Aldus gedaan te Arnhem op 14 februari 2006 door mr. De Kroon voornoemd. De beslis-sing is op dezelfde datum in het openbaar uitgesproken in tegenwoordigheid van mr. Snoijink als griffier.
Waarvan opgemaakt dit proces-verbaal.
De griffier, Het lid van de voormelde kamer,
(W.J.N.M. Snoijink) (M.C.M. de Kroon)
Afschriften zijn aangetekend per post verzonden op 27 februari 2006
Binnen zes weken na de verzenddatum van dit proces-verbaal kunnen de belanghebbende en het college van burgemeester en wethouders tegen deze mondelinge uitspraak beroep in cassatie instellen bij de Hoge Raad der Nederlanden (belastingkamer), Postbus 20 303, 2500 EH Den Haag (bezoekadres: Kazernestraat 52).
Daarbij moet het volgende in acht worden genomen:
1. Bij het beroepschrift wordt een afschrift van dit proces-verbaal overgelegd.
2. Het beroepschrift moet ondertekend zijn en ten minste het volgende vermelden:
a. de naam en het adres van de indiener;
b. de dagtekening;
c. een omschrijving van de uitspraak waartegen het beroep in cassatie is gericht.

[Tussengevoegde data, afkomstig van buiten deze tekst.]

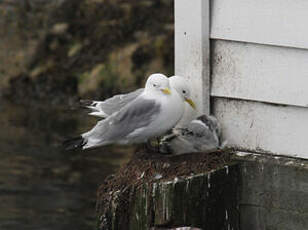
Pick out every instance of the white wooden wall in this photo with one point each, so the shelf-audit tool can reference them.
(259, 70)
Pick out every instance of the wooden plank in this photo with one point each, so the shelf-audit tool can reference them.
(272, 22)
(263, 127)
(260, 73)
(192, 47)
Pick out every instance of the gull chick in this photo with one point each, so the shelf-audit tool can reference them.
(151, 114)
(200, 135)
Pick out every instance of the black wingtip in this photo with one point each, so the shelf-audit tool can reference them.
(85, 103)
(74, 143)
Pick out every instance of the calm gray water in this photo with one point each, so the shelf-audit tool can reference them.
(42, 186)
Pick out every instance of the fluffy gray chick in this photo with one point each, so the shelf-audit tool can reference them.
(200, 135)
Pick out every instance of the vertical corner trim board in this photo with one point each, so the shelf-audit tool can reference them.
(192, 47)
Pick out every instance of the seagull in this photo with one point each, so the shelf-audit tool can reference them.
(151, 114)
(200, 135)
(107, 107)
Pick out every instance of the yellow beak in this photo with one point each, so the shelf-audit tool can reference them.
(166, 91)
(190, 102)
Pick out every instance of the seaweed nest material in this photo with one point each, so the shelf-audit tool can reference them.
(145, 168)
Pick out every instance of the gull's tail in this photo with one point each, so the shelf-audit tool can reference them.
(74, 143)
(94, 106)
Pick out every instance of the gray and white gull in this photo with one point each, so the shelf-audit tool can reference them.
(157, 109)
(107, 107)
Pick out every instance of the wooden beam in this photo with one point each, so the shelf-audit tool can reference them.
(192, 48)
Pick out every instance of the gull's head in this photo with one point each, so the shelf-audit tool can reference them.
(181, 86)
(158, 82)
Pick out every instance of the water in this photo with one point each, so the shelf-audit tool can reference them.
(42, 186)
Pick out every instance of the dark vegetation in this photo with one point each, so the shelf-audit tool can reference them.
(58, 51)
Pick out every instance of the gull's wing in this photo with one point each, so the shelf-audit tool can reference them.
(135, 115)
(111, 105)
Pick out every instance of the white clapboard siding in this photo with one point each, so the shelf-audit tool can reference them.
(192, 48)
(275, 22)
(260, 72)
(262, 127)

Voor het instellen van beroep in cassatie is griffierecht verschuldigd. Na het instellen van beroep in cassatie ontvangt de indiener een nota griffierecht van de griffier van de Hoge Raad.
Tenzij de Hoge Raad anders bepaalt, zal het gerechtshof deze mondelinge uitspraak vervangen door een schriftelijke. In dat geval krijgt de indiener de gelegenheid alsnog gronden voor het beroep in cas-satie aan te voeren.
In het cassatieberoepschrift kan de Hoge Raad worden verzocht om de wederpartij te veroordelen in de proceskosten.